A look inside almost half a century of pioneering research in the Amazon and Peru by a noted anthropologist studying hallucinogens, including ayahuasca

• Reveals how ayahuasca successfully treats psychological and emotional disorders

• Examines adolescent drug use from a cross-cultural perspective

• Discusses the deleterious effects of drug tourism in the Amazon

Ayahuasca is an alkaloid-rich psychoactive concoction indigenous to South  America that has been employed by shamans for millennia as a spirit drug for divinatory and healing purposes. Although the late Harvard ethnobotanist Richard Evans Schultes was credited in the early 1950s as being the first to document the use of ayahuasca, other researchers, such as the distinguished anthropologist Marlene Dobkin de Rios, were responsible for furthering his findings and uncovering the curative capabilities of this amazing compound.
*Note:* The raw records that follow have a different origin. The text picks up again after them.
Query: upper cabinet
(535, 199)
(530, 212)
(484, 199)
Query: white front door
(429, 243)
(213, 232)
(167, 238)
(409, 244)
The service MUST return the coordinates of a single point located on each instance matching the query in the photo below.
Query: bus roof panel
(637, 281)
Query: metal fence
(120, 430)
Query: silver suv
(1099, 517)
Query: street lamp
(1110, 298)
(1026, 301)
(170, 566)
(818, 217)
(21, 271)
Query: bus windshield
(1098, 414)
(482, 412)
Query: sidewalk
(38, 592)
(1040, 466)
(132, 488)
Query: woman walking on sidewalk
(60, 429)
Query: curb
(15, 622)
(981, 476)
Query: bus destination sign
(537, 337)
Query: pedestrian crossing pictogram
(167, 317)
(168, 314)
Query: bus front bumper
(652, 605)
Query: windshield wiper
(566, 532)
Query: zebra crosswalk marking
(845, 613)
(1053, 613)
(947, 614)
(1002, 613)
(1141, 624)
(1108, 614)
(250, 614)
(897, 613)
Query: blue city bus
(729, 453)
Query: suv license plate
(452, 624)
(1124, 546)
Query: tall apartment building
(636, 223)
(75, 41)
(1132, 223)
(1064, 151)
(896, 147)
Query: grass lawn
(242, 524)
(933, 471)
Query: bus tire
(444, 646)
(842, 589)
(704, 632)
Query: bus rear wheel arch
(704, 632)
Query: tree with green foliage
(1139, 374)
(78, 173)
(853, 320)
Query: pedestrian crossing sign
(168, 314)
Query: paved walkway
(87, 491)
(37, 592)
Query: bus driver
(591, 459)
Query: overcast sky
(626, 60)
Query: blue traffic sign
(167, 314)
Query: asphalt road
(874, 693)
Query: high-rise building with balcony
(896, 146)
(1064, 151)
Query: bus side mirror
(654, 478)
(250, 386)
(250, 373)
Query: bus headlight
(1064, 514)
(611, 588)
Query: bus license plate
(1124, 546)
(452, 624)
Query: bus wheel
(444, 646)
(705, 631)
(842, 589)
The Psychedelic Journey of Marlene Dobkin de Rios presents the accumulated experience of de Rios’s 45 years of pioneering field studies in the area of hallucinogens in Peru and the Amazon. Her investigation into ayahuasca--which she undertook in collaboration with more than a dozen traditional Mestizo folk curanderos, shamans, and fellow ethnobotanists--focuses on the use of this revolutionary plant in the treatment of recalcitrant psychological and emotional disorders. She also shares some of her theories that prove that the ancient Maya used psychedelic plants as part of their religious rituals, thereby demonstrating the impact of  plant psychedelics on human prehistory. In addition, Dobkin de Rios examines altered states of consciousness derived from the use of biofeedback and hypnosis and discusses her current work on the deleterious effects of drug tourism in the Amazon.